Hardeep Singh Nijjar was designated a ‘terrorist’ by India under the stringent Unlawful Activities (Prevention) Act in July 2020 and his property in the country was attached by the National Investigation Agency (NIA) in September 2020.
The extremist organisation Khalistan Tiger Force (KTF) was also banned by the Ministry of Home Affairs.
The ministry stated that KTF “aims to revive terrorism” in Punjab, challenging the “territorial integrity, unity, national security and sovereignty of India” and “promotes various acts of “terrorism, including targeted killings” in Punjab, as per the Ministry.
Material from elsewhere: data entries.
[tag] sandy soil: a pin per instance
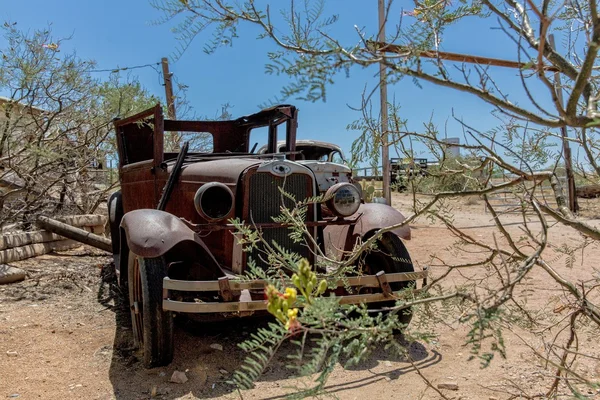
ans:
(72, 336)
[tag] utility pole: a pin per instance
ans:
(168, 89)
(385, 150)
(565, 143)
(171, 114)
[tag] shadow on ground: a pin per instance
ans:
(209, 368)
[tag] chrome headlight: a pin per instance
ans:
(343, 199)
(214, 201)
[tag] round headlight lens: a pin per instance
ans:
(213, 201)
(343, 199)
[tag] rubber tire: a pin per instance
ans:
(390, 256)
(156, 330)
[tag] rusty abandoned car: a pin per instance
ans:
(173, 236)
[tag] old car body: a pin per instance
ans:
(326, 160)
(176, 248)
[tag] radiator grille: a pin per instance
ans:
(265, 201)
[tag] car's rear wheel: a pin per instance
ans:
(390, 256)
(152, 327)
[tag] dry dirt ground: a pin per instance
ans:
(72, 337)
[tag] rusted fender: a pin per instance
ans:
(152, 233)
(339, 239)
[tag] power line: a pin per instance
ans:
(118, 69)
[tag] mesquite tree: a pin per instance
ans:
(557, 92)
(56, 127)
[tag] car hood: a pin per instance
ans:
(225, 170)
(324, 166)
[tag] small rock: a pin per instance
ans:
(178, 377)
(448, 386)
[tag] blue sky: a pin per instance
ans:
(122, 33)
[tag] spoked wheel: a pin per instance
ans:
(390, 256)
(152, 327)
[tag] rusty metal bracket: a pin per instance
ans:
(384, 284)
(225, 289)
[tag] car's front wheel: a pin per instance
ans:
(152, 326)
(390, 256)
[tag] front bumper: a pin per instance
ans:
(228, 288)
In addition to this, an Interpol Red Corner Notice was issued against Nijjar in 2016. The local police of Surrey had also put Nijjar under house arrest temporarily in 2018 on suspicion of his terror involvement but he was released later.
Nijjar, a native of village Bhar Singh Pura in Jalandhar, Punjab, had long been involved with Khalistan militancy since migrating to Canada in 1995. Initially, an operative of Babbar Khalsa, he was involved in some of the most high-profile terror cases of the first decade of the millennium including the Shingar Cinema bomb blast in Ludhiana in 2007 and the assassination of Rashtriya Sikh Sangat President Rulda Singh in Patiala in 2009.
He was introduced to Pakistan-based fugitive Khalistan Tiger Force (KTF) supremo Jagtar Singh Tara, now incarcerated in India, in 2011 and switched to the newly formed KTF. He kept on meeting Tara in Pakistan in the annual jathas, during which he was allegedly trained in the fabrication of IEDs and handling of high-end guns.
Nijjar also funded Tara handsomely from Canada and financed his shifting of the base from Pakistan to Thailand in 2014, according to sources.
When Tara was facing deportation from Thailand in late 2014, Nijjar made frantic efforts to stop it, making multiple rounds of Thailand and Pakistan.
The next year, Nijjar allegedly trained three Sikh youths in handling AK-47 and Russian sniper guns in the hilly terrain of Mission City, British Columbia before sending them to India to target some senior police officials and popular Dera leaders.
Nijjar also formed an alliance with fellow Surrey-based Punjabi gangster Arshdeep Singh Gill alias Arsh Dala and off late delved into organised financial crimes both in Punjab and in Canada in order to finance his terror plans. This latest venture had also reportedly made Nijjar a target of the warring criminal gangs operating in the Surrey-Delta area.
Nijjar also led an intimidatory campaign against the then Jathedar Akal Takht, Giani Harpreet Singh who was to visit Canada on Malik’s invitation last year forcing Jathedar to cancel his visit. Nijjar’s name was also figured as a suspect in Ripudaman Malik’s assassination.
Wanted in several violent terrorist incidents in India and Canada, 45-year-old Nijjar carried a cash reward of Rs 10 lakhs on his head.
There have been frequent allegations that funds from the Surrey shrine were being embezzled for funding terror activities in Punjab.